- Directed by: Isadore Freleng
- Produced by: Leon Schlesinger
- Music by: Norman Spencer
- Animation by: Paul Smith Don Williams
- Color process: Technicolor
- Production company: Leon Schlesinger Productions
- Distributed by: Warner Bros. Pictures The Vitaphone Corporation
- Release date: November 20, 1935;
- Running time: 7 min
- Country: United States
- Language: English

= Flowers for Madame =

1935 film by Isadore Freleng

Flowers for Madame is a 1935 American animated comedy short film directed by Isadore Freleng. The short was released on November 20, 1935. It is the 52nd film in the Merrie Melodies series. It is also the first film in the series to use 3-strip Technicolor, as Walt Disney Productions' 3-strip Technicolor exclusivity deal expired after its release; the film is a pastiche of Disney's Silly Symphony cartoon Flowers and Trees. It was re-released as a "Blue Ribbon" reissue in 1953, rendering the original film and credits lost to this day.

==Plot==
Flowers come to life and sing the titular song. They use other objects and flowers like musical instruments and umbrellas. Meanwhile, a flower pageant occurs, starting with an insect marching band leading the competitors. A cactus watching the commotion goes to his car and plants blue flowers near its wheel to drive to the judge. Unfortunately, the judge does not like the sight, causing the car to explode to the cactus' embarrassment.

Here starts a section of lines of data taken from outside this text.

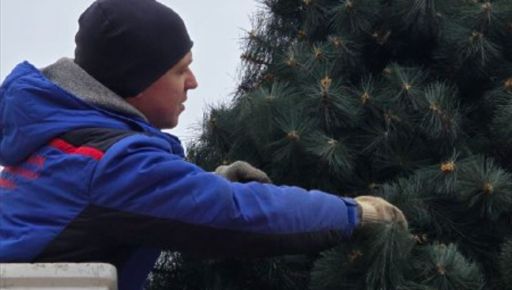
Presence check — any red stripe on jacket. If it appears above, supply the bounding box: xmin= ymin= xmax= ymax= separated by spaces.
xmin=50 ymin=139 xmax=103 ymax=160
xmin=0 ymin=178 xmax=16 ymax=189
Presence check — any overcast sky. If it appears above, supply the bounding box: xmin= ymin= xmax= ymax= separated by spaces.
xmin=0 ymin=0 xmax=260 ymax=147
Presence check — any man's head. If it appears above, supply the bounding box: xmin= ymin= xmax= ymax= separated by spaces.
xmin=75 ymin=0 xmax=197 ymax=128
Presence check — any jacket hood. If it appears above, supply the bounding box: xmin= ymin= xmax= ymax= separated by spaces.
xmin=0 ymin=59 xmax=162 ymax=166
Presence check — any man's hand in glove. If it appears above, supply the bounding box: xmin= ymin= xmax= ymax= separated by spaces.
xmin=355 ymin=195 xmax=407 ymax=230
xmin=215 ymin=161 xmax=272 ymax=183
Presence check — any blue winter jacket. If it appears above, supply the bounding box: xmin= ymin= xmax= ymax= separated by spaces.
xmin=0 ymin=59 xmax=358 ymax=289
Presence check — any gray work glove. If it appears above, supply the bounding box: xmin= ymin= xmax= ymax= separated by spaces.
xmin=355 ymin=195 xmax=408 ymax=230
xmin=215 ymin=161 xmax=272 ymax=183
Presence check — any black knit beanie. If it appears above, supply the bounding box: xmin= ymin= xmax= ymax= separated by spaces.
xmin=75 ymin=0 xmax=192 ymax=98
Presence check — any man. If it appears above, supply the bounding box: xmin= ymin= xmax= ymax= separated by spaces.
xmin=0 ymin=0 xmax=407 ymax=289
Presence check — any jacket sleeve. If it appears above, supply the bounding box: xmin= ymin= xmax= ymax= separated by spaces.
xmin=89 ymin=135 xmax=358 ymax=257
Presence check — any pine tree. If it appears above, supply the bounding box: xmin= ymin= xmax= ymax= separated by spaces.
xmin=144 ymin=0 xmax=512 ymax=290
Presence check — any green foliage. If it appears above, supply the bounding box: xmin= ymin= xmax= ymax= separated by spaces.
xmin=499 ymin=239 xmax=512 ymax=289
xmin=413 ymin=244 xmax=482 ymax=290
xmin=152 ymin=0 xmax=512 ymax=290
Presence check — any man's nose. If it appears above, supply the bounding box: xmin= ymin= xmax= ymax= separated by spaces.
xmin=187 ymin=71 xmax=198 ymax=90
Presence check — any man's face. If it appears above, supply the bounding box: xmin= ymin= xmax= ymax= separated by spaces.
xmin=127 ymin=52 xmax=197 ymax=129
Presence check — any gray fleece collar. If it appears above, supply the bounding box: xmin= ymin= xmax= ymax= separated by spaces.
xmin=41 ymin=58 xmax=147 ymax=122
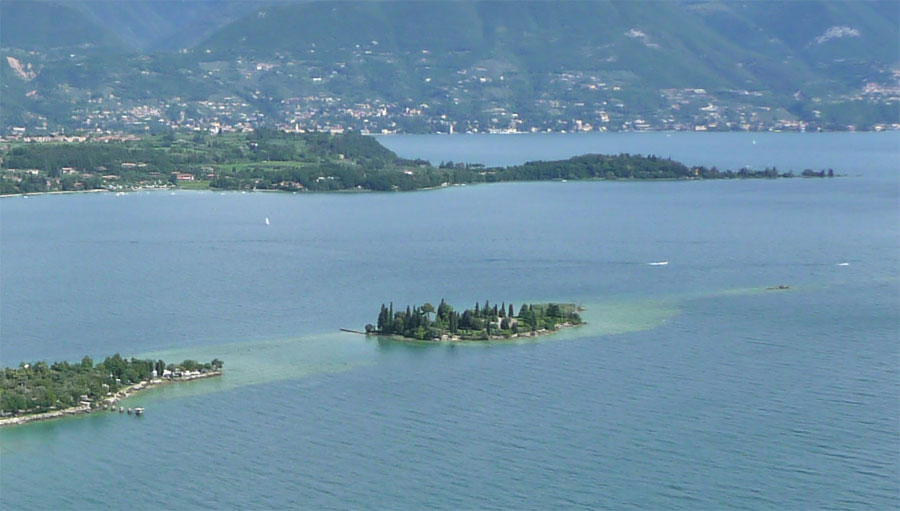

Elsewhere, a poorly placed magnifying glass next to a dropped match causes it to be lit, burning the nearby grass and starting a wildfire. As the fire comes to life and a small fire gremlin chases a flower, a bellflower gathers water from a nearby river and sprays it on the gremlin, killing it. Another gremlin chases a snail, who is spooked into running in supersonic speeds and stops at a lily pad on a pond. The cactus sees the fire and runs to an irrigation system, which works temporarily, until a fire gremlin kicks him from behind and turns off the system. The cactus runs to a watermelon field and pokes them to unleash a great amount of water, which extinguishes the fire. As the cactus is hailed as a hero, the fire gremlin hides from a grasshopper, who spots it and kills it by spitting tobacco.